Never Done Rising
Department of Nike Archives
Get inspired by the '99ers historic victory that elevated the game to new heights for athletes everywhere.
What would it feel like to step onto the pitch of football's biggest stage? To feel the swell of pride as your team worked together to win it all? To score the winning goal? And to bring home a world title for your country?
This is what the 1999 US Women's National Team—the legendary '99ers—accomplished. The dramatic, incredible, guts-and-glory-filled victory instantly became a top moment in US sport history in terms of impact. While the victory was years—decades, really—in the making, the '99ers minted a whole new generation of female footballers across the world.
Leading up to the USWNT's historic victory in 1999, there were limited opportunities for female footballers to go pro. It wasn't until 1950 that the first organised women's football league was formed in the United States with a grand total of four teams. In 1972, with the passing of Title IX, women's football blossomed in the US, becoming an increasingly popular sport and recreation. But it wasn't until 1985 that US Football officially formed the USWNT.
By 1999, the team had come into its own, with a bright young star from Selma, Alabama—Mia Hamm, who became Nike's first female football athlete in 1994. With the spotlight on and a battle-tested team in place, the USWNT was ready to shine on football's biggest stage. On 10 July 1999, one team would make history, in an event that came to symbolise so much more than a game.
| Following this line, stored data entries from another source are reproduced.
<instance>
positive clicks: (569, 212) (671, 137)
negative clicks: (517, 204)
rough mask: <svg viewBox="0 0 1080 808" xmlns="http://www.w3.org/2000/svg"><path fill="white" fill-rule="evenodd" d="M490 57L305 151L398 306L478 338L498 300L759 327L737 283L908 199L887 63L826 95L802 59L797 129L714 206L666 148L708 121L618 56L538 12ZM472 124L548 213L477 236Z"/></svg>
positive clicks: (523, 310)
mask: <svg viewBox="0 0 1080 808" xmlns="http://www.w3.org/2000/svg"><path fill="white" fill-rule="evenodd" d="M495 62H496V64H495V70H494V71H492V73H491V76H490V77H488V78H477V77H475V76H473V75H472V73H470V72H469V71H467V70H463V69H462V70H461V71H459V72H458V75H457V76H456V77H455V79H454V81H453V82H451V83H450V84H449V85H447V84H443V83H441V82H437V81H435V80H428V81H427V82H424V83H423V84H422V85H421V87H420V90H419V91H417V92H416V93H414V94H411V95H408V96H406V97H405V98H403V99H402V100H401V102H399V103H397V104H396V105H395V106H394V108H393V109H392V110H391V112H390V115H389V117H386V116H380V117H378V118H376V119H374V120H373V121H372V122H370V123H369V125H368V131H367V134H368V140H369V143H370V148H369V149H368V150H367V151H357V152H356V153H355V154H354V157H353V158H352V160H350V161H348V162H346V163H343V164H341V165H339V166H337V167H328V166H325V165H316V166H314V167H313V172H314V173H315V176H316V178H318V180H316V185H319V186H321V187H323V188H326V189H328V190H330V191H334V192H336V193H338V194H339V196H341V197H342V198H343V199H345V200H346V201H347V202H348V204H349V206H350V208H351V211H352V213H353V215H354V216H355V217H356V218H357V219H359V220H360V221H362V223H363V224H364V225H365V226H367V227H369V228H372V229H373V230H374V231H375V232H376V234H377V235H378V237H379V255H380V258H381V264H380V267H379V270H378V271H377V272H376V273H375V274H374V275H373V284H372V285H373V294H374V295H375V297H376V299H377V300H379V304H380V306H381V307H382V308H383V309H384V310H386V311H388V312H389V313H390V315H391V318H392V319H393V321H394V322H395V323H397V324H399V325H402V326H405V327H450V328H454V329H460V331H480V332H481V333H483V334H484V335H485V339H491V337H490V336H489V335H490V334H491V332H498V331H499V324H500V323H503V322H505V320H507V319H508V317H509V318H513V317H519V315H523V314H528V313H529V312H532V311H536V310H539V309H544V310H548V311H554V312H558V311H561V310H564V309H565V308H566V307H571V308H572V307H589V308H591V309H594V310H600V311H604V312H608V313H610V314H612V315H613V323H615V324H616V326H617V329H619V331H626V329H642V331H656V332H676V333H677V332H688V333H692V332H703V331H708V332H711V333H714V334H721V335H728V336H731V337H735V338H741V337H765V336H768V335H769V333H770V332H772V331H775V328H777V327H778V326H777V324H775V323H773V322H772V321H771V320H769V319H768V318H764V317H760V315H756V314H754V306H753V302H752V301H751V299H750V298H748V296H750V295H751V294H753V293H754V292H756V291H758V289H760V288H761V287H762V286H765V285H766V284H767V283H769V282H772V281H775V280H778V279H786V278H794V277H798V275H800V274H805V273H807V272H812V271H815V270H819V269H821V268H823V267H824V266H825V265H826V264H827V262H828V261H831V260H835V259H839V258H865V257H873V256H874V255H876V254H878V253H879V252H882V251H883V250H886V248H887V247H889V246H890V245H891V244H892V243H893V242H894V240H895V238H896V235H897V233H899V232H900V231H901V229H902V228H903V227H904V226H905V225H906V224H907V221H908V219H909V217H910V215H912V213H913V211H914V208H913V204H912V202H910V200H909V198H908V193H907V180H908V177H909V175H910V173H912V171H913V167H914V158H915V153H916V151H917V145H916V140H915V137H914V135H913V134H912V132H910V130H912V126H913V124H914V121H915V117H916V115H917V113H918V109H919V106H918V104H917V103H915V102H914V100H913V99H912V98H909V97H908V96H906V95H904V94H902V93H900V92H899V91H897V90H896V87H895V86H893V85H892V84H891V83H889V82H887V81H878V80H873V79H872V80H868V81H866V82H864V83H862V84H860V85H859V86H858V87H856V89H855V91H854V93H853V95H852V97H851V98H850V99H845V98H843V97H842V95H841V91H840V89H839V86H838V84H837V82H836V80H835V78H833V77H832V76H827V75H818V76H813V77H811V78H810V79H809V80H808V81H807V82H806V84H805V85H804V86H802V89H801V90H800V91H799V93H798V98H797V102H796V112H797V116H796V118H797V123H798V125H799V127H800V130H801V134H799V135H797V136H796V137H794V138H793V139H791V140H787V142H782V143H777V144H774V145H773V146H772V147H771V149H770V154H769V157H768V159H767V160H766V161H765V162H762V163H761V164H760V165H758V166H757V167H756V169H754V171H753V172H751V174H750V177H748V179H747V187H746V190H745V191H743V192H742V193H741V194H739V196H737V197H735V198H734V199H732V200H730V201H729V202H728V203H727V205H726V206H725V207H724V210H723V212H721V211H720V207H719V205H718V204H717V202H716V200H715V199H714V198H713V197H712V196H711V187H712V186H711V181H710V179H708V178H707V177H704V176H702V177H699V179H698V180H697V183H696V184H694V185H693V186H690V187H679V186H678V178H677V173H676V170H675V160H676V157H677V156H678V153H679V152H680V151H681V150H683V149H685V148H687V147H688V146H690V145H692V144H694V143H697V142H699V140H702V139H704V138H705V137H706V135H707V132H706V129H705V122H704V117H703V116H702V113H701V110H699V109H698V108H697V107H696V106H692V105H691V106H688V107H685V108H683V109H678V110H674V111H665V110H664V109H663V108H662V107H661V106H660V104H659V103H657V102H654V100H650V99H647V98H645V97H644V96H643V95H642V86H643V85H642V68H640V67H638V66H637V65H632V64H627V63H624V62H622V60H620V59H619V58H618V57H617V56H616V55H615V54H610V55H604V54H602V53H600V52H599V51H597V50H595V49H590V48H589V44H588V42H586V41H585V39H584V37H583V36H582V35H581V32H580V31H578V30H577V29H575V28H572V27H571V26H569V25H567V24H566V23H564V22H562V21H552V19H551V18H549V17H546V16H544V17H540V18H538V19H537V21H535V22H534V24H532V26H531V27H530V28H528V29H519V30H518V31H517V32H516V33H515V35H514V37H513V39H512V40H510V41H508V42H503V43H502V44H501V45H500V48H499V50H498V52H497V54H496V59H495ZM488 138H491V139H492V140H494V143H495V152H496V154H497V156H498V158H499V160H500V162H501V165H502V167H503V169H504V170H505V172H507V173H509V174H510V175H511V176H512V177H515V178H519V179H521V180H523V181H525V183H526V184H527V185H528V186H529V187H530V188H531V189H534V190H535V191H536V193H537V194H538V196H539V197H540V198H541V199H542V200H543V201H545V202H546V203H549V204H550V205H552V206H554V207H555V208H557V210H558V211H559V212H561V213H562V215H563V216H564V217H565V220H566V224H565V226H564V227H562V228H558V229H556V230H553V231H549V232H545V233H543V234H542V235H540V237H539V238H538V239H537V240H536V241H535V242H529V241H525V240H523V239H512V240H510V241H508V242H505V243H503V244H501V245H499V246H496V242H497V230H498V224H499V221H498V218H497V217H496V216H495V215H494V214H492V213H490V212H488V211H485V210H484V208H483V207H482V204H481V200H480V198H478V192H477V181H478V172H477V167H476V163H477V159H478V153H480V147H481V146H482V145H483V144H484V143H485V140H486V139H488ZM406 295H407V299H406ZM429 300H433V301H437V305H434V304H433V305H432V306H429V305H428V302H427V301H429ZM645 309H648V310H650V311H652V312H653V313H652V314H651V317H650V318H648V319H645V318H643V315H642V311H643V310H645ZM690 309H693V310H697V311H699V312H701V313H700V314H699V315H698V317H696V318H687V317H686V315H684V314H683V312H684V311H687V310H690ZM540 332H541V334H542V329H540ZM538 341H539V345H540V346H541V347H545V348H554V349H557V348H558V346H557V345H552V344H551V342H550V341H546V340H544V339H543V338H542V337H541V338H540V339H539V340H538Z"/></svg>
The game itself was an absolute back-and-forth grind; after regulation and overtime, the score was still 0-0, which meant the game would go to penalty kicks. The final sequence, where the USWNT emerged victorious 5–4 after Brandi Chastain's historic final strike, became one of the most triumphant announcements in the history of US sport.
Despite being an American team, the USWNT's influence extends across the globe. More young women are on the pitch and more athletes fight for equity. The '99ers represented a movement that began in 1972, with Title IX. Now, they're part of something much larger, as the next generation takes the reigns on defining the next era of their legacy.